She knows she is supposed to save her magic. She knows she cannot risk using it until it is needed for something important. She knows she could very well die for casting a spell outside the presence of her twin. But there is a man watching. There is a man moving swiftly and relentlessly toward the children. There is a man who will take them. Who is he? She does not know. She only knows that she must be the one who saves them.
Yes, she was supposed to save her magic for something important. But is this not something important? Is this—saving the children and her mother with them—not important enough to risk her very life? She could not save her father or her brother or her best friend, but can she at least do this?
Yes. She can. She will. She will save the children. The Enchantress could do it, but she is not here. She is somewhere else, and there is only Hazel, the running man and Maude and the children. Something must be done.

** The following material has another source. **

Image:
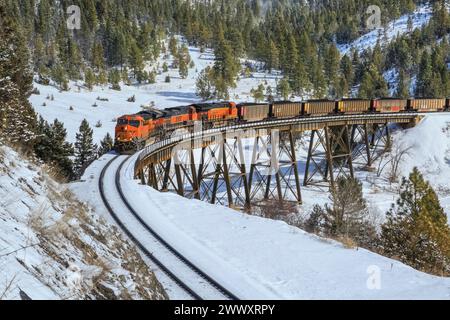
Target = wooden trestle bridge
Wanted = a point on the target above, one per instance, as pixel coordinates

Hazel begins the incantation. She lifts her staff and points it toward the children. She releases a magic like none the land has ever known, more powerful, even, than the magic of the Enchantress, though she does not know this. And with it, she releases her own power. Hazel crumples to the ground and cannot even open her eyes to see what her spell has done.
Let us see for her, dear reader. Let us see the children who are here one moment and gone the next. Let us see Maude, looking around as though she has lost something and then retreating back into her shoe-shaped house. Let us see the man dressed as a dryad who stops, falls to his knee, rises, clutches his chest, stares, bewildered. Let us watch him turn all about, as if he, too, has lost something.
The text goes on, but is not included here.